He commenced his travels with an intention of winning the crown of glory without delay, by murdering the British Resident at Aden [39]:

Struck, however, with the order and justice of our rule, he changed his intentions and offered El Islam to the officer, who received it so urbanely, that the simple Eastern repenting having intended to cut the Kafir's throat, began to pray fervently for his conversion. Since that time he has made it a point of duty to attempt every infidel: I never heard, however, that he succeeded with a soul.

The Shaykh's first visit did not end well. He informed me that the old Usmanlis conquered Stamboul in the days of Umar. I imprudently objected to the date, and he revenged himself for the injury done to his fame by the favourite ecclesiastical process of privily damning me for a heretic, and a worse than heathen. Moreover he had sent me a kind of ritual which I had perused in an hour and returned to him: this prepossessed the Shaykh strongly against me, lightly "skimming" books being a form of idleness as yet unknown to the ponderous East. Our days at Harar were monotonous enough. In the morning we looked to the mules, drove out the cats--as great a nuisance here as at Aden--and ate for breakfast lumps of boiled beef with peppered holcus-scones. We were kindly looked upon by one Sultan, a sick and decrepid Eunuch, who having served five Amirs, was allowed to remain in the palace. To appearance he was mad: he wore upon his poll a motley scratch wig, half white and half black, like Day and Night in masquerades. But his conduct was sane. At dawn he sent us bad plantains, wheaten crusts, and cups of unpalatable coffee-tea [40], and, assisted by a crone more decrepid than himself, prepared for me his water- pipe, a gourd fitted with two reeds and a tile of baked clay by way of bowl: now he "knagged" at the slave girls, who were slow to work, then burst into a fury because some visitor ate Kat without offering it to him, or crossed the royal threshold in sandal or slipper. The other inmates of the house were Galla slave-girls, a great nuisance, especially one Berille, an unlovely maid, whose shrill voice and shameless manners were a sad scandal to pilgrims and pious Moslems.

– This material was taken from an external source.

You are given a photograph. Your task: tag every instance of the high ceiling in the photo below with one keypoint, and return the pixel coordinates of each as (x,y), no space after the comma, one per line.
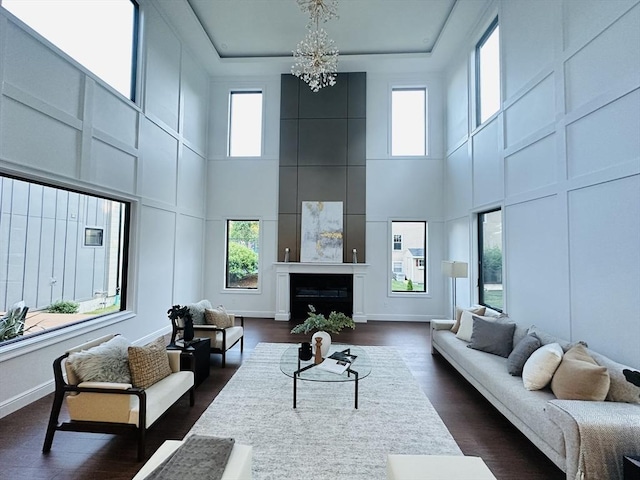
(259,28)
(251,36)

About 8 A.M. the Somal sent us gifts of citrons, plantains, sugar-cane, limes, wheaten bread, and stewed fowls. At the same time the house became full of visitors, Harari and others, most of them pretexting inquiries after old Sultan's health. Noon was generally followed by a little solitude, the people retiring to dinner and siesta: we were then again provided with bread and beef from the Amir's kitchen. In the afternoon the house again filled, and the visitors dispersed only for supper. Before sunset we were careful to visit the mules tethered in the court-yard; being half starved they often attempted to desert.